Key Type Description Allowed values Default value
file string URI to a single file to use as input. Supported URI types are azureml, https, wasbs, abfss, adl. For more information on how to use the azureml URI format, see Core yaml syntax. One of file or folder is required.
folder string URI to a folder to use as input. Supported URI types are azureml, wasbs, abfss, adl. For more information on how to use the azureml URI format, see Core yaml syntax. One of file or folder is required.
mode string Mode of how the data should be delivered to the compute target. For read-only mount and read-write mount, the data will be consumed as a mount path. A folder will be mounted as a folder and a file will be mounted as a file.

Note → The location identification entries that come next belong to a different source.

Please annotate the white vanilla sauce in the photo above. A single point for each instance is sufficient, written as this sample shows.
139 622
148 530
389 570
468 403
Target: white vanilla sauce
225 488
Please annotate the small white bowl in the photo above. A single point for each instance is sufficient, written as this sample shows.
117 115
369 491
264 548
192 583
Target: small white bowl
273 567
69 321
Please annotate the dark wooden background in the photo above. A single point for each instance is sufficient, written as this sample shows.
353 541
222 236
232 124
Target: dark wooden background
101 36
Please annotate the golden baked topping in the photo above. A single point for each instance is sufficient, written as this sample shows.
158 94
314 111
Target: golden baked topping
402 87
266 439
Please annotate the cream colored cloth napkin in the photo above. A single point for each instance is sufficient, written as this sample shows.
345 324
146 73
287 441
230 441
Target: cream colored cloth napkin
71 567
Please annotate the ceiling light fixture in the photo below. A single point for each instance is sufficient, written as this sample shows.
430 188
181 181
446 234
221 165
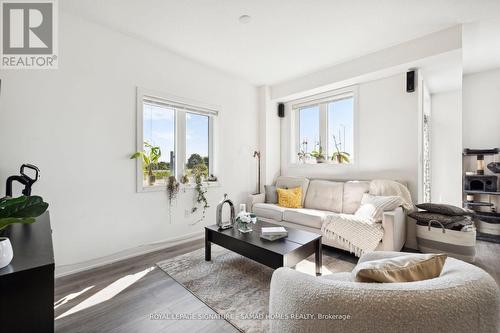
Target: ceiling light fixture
244 19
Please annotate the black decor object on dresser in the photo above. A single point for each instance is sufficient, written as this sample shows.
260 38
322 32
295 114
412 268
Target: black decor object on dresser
27 283
484 183
494 167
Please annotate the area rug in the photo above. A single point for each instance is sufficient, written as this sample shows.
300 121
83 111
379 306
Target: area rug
235 287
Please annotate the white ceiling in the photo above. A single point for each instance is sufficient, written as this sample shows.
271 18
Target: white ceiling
285 38
481 45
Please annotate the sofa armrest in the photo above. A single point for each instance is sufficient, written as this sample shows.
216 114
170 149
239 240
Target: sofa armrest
253 199
394 224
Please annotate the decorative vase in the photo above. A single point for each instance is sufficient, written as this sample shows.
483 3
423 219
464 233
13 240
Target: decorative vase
244 227
6 253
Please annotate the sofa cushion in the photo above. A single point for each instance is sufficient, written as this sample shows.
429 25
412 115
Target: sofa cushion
293 182
271 194
373 207
269 211
353 192
290 198
325 195
308 217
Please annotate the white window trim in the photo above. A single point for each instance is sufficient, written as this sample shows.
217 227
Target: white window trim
294 105
181 105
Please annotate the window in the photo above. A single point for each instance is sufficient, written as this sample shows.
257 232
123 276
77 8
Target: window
158 131
325 128
175 136
309 128
197 141
340 117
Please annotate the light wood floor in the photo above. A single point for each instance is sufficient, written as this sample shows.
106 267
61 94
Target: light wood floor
121 297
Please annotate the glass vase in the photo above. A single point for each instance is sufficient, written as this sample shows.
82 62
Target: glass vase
244 227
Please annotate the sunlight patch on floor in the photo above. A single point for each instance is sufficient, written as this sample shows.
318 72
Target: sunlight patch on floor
70 297
108 292
309 267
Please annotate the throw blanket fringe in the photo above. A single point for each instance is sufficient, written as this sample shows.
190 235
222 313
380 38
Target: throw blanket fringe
359 235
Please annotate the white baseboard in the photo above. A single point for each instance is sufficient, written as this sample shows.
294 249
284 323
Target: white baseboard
64 270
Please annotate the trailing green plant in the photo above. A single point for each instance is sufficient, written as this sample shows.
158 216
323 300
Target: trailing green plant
339 155
200 172
150 156
172 189
184 179
23 209
318 154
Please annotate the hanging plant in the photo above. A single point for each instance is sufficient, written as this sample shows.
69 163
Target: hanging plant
172 189
200 172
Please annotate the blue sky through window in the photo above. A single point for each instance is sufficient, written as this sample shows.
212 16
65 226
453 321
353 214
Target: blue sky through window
309 128
159 128
196 134
340 123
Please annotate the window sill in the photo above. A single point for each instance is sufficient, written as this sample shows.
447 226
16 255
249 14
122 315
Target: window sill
325 164
163 187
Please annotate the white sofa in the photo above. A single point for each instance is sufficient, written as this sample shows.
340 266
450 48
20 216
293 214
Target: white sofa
463 299
321 198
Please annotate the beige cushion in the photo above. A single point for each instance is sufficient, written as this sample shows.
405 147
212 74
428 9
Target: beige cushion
407 268
293 182
269 211
353 192
308 217
325 195
373 207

For download mode, the data will be consumed as a downloaded path. ro_mount, rw_mount, download ro_mount

JobInputDataset

Key Type Description Allowed values Default value
dataset string or object Required. A dataset to use as input. This value can be either a reference to an existing versioned dataset in the workspace or an inline dataset specification.

To reference an existing dataset, use the azureml:<dataset-name>:<dataset-version> syntax.

To define a dataset inline, follow the Dataset schema. Exclude the name and version properties as they are not supported for inline datasets.
mode string Mode of how the dataset should be delivered to the compute target. For read-only mount, the dataset will be consumed as a mount path. A folder will be mounted as a folder and a file will be mounted as the parent folder. For download mode, the dataset will be consumed as a downloaded path. ro_mount, download ro_mount

Remarks

Component jobs can be run inside pipeline jobs. az ml job commands can be used for managing Azure Machine Learning pipeline jobs.

Component jobs currently cannot be run as standalone jobs and can only be run inside pipelines.